Key Characteristics

An Ed-Fi API's key characteristics provide specific benefits to educational organizations. Security and privacy of data and data systems are primary concerns for all implementations and are addressed in an Ed-Fi API. The level of abstraction available with an Ed-Fi API also allows for a variety of use cases.

Benefits

An Ed-Fi API may be used to facilitate flexibility in a variety of situations where different applications and/or data stores need to consume, exchange, or manipulate education data. The major benefits of an Ed-Fi-aligned API are described below:

  • Data store and application agnosticism. Education organizations gain greater control over their application data infrastructure when they can use a common API that may be implemented or consumed by any number of vendors. Storage engines (backing an Ed-Fi API) may be selected to meet exact availability, distribution, and scalability needs. Applications (consuming an Ed-Fi API) all interoperate on common data, freeing education organizations to select product suites and/or individual applications that target specific user needs.

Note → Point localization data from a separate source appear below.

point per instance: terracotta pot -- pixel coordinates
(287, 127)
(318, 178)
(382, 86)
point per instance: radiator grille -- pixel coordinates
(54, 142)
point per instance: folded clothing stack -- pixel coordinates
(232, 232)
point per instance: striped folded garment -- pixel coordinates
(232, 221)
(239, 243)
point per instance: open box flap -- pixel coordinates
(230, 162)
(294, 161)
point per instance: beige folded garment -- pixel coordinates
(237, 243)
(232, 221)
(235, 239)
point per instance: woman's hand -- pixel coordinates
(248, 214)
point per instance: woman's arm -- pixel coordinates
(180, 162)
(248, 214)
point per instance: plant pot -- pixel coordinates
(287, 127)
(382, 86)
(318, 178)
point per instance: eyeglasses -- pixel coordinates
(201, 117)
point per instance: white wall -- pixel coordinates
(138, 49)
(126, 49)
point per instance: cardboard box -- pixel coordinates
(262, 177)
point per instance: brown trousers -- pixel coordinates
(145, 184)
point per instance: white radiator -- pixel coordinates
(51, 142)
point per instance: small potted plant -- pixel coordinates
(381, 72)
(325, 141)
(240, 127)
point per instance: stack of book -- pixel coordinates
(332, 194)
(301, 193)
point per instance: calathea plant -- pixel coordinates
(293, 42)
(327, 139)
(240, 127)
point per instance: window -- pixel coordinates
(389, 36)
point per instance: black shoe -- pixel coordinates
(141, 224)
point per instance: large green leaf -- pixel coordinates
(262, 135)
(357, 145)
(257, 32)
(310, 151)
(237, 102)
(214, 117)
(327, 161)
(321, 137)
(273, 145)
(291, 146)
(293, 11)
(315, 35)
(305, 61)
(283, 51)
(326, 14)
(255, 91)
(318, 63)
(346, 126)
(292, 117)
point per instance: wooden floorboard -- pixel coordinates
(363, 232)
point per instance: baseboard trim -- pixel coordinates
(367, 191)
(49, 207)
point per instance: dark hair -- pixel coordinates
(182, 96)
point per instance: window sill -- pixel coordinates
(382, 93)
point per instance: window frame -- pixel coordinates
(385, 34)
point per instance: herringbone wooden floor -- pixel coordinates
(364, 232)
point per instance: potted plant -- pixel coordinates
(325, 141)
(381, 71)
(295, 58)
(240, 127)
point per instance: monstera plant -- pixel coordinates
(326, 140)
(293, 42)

  • Data consistency between applications. Educational organizations use many applications. Often, these applications use similar core entities such as student, school, and class. When changes are needed for any of these core entities, the entities must be updated in several systems. Inconsistencies often do not become apparent until the data are combined into a central repository for cross-reporting purposes. An Ed-Fi API implementation enables a common repository for core entities, so consistency is maintained across applications at all times.

  • Simplified infrastructure. The IT staff at many educational organizations are overtaxed with ever-increasing system management, desktop support, and reporting requirements. Each additional application and data repository represents additional "surface area" that must be managed, monitored, maintained, and secured. Infrastructure may be simplified by using an Ed-Fi API instead of trying to synchronize between proprietary data stores or application-specific APIs.

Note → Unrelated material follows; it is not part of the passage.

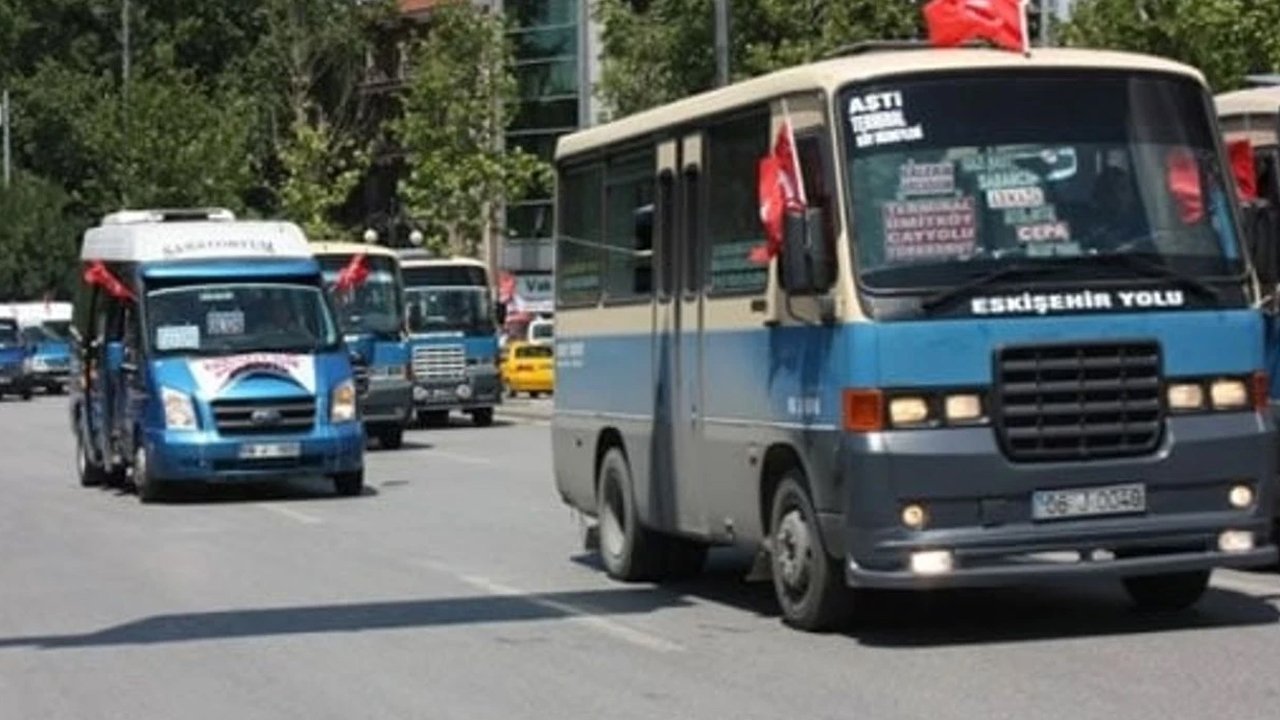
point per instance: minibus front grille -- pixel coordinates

  • Open infrastructure. An Ed-Fi API is built on current industry best practices and standard HTTP verbs. Therefore, an Ed-Fi API neither requires nor precludes cloud-based providers (e.g., data repositories) or consumers (e.g., desktop or mobile applications), or data store topology (e.g., relational or document storage). The technology provider has the choice to use any of these technologies.

Security

Security is necessarily a major concern for all organizations that deal with education data. An Ed-Fi API addresses those security concerns in specific ways. Security, in this context, consists primarily of three activities:

  • Identifying users and client applications seeking access to information (i.e., authentication)

  • Establishing access policies to information (i.e., authorization)

  • Enforcing those access policies.

(Other operational security considerations, such as availability, are out of scope for this document).

An Ed-Fi API platform containing personally identifiable data or data about which there are privacy concerns will limit access to authenticated and authorized client applications. Even systems that deal only with public data should secure access by authorizing and authenticating all access.

It is recommended that API developers on a regular basis use open community standards for application security — such as those provided by the Open Web Application Security Project — to validate their implementations against common security vulnerabilities.

More details and guidance regarding security are provided in the API Implementation Guidelines section.